Furthermore, it is important that attorneys are very familiar with the rule of law regarding the contract under discussion. If an attorney misapplies the law in writing a contract, it is almost guaranteed that his client will suffer for the error. Therefore, it is essential that lawyers understand how the law applies and clarify all the details of a contract. Recommendations
It might seem obvious, but the answer to mistakes in contract law is often as simple as proofreading a document, asking questions, specifying everything. and double-checking all facts.
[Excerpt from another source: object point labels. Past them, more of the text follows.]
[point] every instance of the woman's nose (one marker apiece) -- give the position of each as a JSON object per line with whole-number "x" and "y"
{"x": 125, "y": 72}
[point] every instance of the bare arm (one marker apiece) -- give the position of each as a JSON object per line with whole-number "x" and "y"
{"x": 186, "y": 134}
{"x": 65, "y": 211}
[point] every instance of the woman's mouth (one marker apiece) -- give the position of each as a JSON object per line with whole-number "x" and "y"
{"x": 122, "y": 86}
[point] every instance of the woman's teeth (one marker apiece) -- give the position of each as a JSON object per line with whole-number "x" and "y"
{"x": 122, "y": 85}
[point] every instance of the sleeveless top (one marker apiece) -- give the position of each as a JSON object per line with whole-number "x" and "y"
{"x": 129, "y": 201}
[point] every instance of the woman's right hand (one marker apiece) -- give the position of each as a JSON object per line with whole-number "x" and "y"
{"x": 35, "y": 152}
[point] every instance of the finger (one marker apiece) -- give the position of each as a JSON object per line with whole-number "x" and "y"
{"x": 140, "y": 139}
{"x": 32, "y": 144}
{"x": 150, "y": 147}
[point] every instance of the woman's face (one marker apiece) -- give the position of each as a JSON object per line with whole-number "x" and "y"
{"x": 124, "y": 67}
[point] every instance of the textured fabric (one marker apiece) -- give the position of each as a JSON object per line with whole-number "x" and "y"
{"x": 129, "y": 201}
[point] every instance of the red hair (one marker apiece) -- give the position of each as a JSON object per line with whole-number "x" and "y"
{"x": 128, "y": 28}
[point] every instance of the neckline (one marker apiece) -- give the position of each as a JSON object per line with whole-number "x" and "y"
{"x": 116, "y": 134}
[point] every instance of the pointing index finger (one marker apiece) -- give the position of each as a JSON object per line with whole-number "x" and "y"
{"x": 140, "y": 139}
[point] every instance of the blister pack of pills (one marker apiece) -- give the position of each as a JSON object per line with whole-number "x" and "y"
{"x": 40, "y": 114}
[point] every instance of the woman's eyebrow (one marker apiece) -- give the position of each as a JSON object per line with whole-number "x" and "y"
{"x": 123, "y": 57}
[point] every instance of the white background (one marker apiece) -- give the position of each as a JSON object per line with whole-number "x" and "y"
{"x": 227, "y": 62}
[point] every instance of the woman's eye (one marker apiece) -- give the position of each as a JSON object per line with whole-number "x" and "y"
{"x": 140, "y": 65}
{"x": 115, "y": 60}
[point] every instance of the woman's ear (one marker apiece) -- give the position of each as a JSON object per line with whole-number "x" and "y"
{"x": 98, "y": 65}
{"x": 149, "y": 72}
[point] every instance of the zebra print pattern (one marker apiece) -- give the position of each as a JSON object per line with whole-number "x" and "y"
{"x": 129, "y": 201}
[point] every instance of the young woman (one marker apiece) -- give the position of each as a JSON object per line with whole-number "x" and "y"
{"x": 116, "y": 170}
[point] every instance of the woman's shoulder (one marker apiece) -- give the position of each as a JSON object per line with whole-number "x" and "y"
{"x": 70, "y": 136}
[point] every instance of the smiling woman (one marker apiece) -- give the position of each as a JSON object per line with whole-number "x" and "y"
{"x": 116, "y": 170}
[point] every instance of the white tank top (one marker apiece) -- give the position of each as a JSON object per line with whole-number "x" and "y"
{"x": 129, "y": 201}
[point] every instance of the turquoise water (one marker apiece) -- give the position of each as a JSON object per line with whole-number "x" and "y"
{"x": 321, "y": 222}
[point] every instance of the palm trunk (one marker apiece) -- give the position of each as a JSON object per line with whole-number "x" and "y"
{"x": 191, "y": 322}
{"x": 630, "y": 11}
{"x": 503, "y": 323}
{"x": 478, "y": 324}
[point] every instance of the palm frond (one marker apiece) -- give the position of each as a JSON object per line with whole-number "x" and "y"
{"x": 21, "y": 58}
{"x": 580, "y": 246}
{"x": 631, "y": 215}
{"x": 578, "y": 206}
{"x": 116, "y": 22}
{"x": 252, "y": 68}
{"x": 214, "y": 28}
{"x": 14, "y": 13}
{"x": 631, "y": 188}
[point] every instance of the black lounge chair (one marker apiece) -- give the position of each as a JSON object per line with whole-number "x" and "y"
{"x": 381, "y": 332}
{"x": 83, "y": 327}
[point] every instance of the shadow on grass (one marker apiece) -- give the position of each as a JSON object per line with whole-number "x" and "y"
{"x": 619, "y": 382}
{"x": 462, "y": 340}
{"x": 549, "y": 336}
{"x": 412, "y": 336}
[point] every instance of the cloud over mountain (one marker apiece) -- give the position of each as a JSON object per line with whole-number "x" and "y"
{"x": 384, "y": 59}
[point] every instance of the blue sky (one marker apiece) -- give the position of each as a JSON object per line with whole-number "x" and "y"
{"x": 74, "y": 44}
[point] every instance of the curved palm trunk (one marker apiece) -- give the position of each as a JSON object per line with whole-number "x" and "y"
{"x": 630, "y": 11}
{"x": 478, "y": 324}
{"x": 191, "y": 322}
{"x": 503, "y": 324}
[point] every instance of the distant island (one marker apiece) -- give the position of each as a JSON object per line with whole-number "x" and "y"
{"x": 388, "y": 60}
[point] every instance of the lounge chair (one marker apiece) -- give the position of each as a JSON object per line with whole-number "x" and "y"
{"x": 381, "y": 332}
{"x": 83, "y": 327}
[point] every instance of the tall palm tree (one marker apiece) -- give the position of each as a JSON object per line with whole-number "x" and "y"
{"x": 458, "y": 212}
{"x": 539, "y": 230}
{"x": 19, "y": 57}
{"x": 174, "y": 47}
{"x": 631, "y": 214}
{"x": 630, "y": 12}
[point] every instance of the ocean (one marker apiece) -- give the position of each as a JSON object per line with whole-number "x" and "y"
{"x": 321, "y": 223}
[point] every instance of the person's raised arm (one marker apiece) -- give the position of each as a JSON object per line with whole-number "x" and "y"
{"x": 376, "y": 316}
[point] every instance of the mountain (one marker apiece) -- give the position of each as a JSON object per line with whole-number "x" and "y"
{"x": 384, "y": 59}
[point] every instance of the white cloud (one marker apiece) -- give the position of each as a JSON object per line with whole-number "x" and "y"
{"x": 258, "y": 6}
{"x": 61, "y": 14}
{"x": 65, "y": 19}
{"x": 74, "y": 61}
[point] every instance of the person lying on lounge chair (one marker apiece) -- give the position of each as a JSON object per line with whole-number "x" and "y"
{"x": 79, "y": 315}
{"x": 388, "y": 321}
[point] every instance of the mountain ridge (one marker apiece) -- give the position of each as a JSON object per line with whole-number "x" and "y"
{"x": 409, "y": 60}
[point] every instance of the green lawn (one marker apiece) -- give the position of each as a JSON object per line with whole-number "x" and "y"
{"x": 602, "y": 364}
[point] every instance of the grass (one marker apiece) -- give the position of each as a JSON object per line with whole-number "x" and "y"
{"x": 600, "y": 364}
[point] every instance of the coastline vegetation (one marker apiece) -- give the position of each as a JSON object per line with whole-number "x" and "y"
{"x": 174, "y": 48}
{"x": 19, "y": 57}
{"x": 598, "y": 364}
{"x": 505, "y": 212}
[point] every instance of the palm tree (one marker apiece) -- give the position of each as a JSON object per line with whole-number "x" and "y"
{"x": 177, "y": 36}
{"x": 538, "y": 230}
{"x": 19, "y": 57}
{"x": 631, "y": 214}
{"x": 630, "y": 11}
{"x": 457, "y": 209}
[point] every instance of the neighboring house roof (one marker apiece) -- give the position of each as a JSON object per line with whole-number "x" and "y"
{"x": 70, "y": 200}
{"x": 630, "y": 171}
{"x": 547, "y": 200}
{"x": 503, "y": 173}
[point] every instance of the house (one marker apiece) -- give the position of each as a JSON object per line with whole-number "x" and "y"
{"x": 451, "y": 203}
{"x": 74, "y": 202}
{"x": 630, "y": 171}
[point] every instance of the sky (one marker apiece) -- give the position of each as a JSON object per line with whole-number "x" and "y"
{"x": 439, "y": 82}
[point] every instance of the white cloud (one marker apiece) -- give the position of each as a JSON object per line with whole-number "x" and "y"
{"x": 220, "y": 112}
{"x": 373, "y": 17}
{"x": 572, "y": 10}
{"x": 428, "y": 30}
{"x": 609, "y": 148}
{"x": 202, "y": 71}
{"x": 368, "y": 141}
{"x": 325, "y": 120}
Most minor mistakes in contract law could be avoided if the lawyer preparing the contract or his staff took the time to proofread the document. This is particularly important if a standard contract is used from year to year. Simple mistakes like incorrectly labeled dates and misspelled names could be detected in this phase and prevent errors from occurring which might impact the usefulness of the contract.
It is often human nature to assume that we know things that we don’t. For a contract attorney to do her job well, she must be willing to ask questions. She should verify the names, titles and spellings of all parties before beginning to write the contract. She should provide a step by step analysis of the contract, specifying when the contract begins and when it ends and then clarifying what steps will be taken along the way. A good attorney will even ask parties to clarify when they say that it will be completed “like we always do it”.
As a matter of formality, attorneys should verify before negotiating a contract that the parties involved are appropriate representatives for their companies. For example, if the president of the company is the only one authorized to enter contracts, negotiating with anyone else, even a vice president, may be a waste of time.
Attorneys should have parties verify their identities, titles and the names of their corporations at the contract signing so as to avoid mistakes in identification.
The attorney should ask as many questions as necessary to be able to identify the items being discussed as clearly and accurately as possible. That way, if the contract is invalidated by a pregnant cow, no one has any questions about it.
If the agreement is null and void if the cow becomes pregnant, say so. If the contract changes in the event of national emergency or natural disaster, say so. If the laws of Canada will apply to one portion of the document and American laws will apply to another, be very specific in outlining the provisions of the contract.
In short, the lawyer should make absolutely no assumptions regarding the contract. Even if the parties have worked together forever, there should be specific language regarding how disputes are to be resolved and what laws apply.
Double Check Everything
Even if the last contract written between these two parties was yesterday, double check everything. Ask if either company has been sold or changed their name, verify all calculations and then double check them again.
The key to successfully writing contracts is to assure that all the details are correct. Attorneys should do this themselves and then have a staff member double check the work as two sets of eyes are always better than one.